Reforms may help some brokers
Wholesale brokers, often called interdealer brokers, already work to set prices between derivatives dealers and have a large presence in the market. The firms, which set up the Wholesale Markets Brokers’ Association, Americas (WMBAA) trade group last year, may win new business with parts of the market likely shifting to swap execution facilities.
{mosads}“To the extent that policymakers are criticizing the U.S. OTC swaps market for being unregulated, I think that the greater legitimacy that regulation may bring will be helpful to the markets. The WMBAA supports more effective regulation of the U.S. swaps markets,” said Christopher Giancarlo, chairman of the association. “We think properly regulated markets are good for business. Regulated markets tend to have good, healthy trading volume, and we make money from volume.”
Legislation in the House and Senate would encourage standardized derivatives to be traded on either fully electronic exchanges or on the execution facilities, which could function electronically as well as with human brokers.

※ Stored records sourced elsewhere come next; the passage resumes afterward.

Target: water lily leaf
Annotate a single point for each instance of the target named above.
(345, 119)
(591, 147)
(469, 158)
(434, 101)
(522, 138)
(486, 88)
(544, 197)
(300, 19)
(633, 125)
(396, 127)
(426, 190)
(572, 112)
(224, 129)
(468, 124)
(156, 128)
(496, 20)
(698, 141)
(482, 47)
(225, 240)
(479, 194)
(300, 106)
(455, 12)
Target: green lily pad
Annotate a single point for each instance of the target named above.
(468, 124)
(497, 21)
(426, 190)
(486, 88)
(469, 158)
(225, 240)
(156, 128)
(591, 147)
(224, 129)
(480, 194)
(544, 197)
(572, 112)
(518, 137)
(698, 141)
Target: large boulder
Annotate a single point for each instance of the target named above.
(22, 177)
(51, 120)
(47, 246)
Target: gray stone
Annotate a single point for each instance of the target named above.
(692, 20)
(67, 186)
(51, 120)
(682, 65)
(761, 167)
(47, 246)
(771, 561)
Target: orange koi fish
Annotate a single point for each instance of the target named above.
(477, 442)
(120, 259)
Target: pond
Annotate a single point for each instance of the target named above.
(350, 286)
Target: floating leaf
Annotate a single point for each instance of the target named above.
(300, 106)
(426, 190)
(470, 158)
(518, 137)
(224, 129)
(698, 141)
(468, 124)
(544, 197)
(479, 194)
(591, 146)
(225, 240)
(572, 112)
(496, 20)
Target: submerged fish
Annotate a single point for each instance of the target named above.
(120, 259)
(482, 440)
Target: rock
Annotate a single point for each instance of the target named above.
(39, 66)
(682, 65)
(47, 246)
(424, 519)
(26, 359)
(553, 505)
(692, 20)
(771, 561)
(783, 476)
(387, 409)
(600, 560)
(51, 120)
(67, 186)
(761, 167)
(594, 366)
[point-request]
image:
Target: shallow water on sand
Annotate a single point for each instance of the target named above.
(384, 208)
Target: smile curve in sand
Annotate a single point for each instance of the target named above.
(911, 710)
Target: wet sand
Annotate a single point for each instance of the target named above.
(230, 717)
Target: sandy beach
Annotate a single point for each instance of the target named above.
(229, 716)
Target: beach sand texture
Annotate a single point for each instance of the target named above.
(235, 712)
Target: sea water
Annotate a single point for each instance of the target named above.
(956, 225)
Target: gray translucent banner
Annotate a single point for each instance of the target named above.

Market analysts say many interdealer brokers will soon function as swap execution facilities, a designation that would be put into law for the first time as part of the overhaul package.
“I think the majority of trading is going to go through swap execution facilities,” Kevin McPartland, senior analyst at TABB Group, told The Hill. “The swap execution facilities, the interdealer brokers, already have platforms to deal swaps.”
Niamh Alexander, a research analyst at Keefe, Bruyette & Woods, said in April that the legislation could increase revenue for exchanges and interdealer brokers by up to $500 million in 2011 and by up to $1 billion in 2012. Alexander said it is too early to tell exactly how much of the market will shift to exchanges versus brokers.
“We do think the fact that you have this new intermediation function, it’s an opportunity for the interdealer brokers to expand their market share,” Alexander said. “And it’s an opportunity for the exchanges as well.”
BGC Partners, GFI Group, ICAP, Tradition and Tullett Prebon Ltd., five of the largest interdealer brokers in the U.S. market, set up the trade association last July to flex their muscle as lawmakers embarked on the Wall Street overhaul. The association hired Patton Boggs, the perennial K Street powerhouse, and spent $580,000 lobbying lawmakers during the past year.
The association has testified to Congress that wholesale brokers are necessary to ensure competitive pricing in the derivatives market and has warned against the potential for exchanges to operate as monopolies.
“They are not equipped to provide the most competitive pricing for buyers and sellers in the markets when the number and array of products and terms becomes much more numerous and varied,” the association wrote to senators in March, referring to exchanges.
The association warned lawmakers against shifting trading solely to electronic exchanges, arguing that some products are so specialized that continuous electronic markets would not provide the most competitive prices.
Some lawmakers, including Sen. Tom Harkin (D-Iowa), have expressed concern that the market will not be transparent if it is not on an electronic exchange.
“As a conferee, I will continue to study this issue closely to make sure that these trades are executed in the open, just like the markets for stocks and commodity futures,” Harkin said in a statement.
Alexander said derivatives dealers, which are mostly major Wall Street banks, could set up their own execution facility separate from the wholesale brokers.
Banks took in $23 billion in trading revenue on derivatives in 2009, according to the Office of the Comptroller of the Currency. The market is highly concentrated, with 97 percent falling in the hands of five large banks.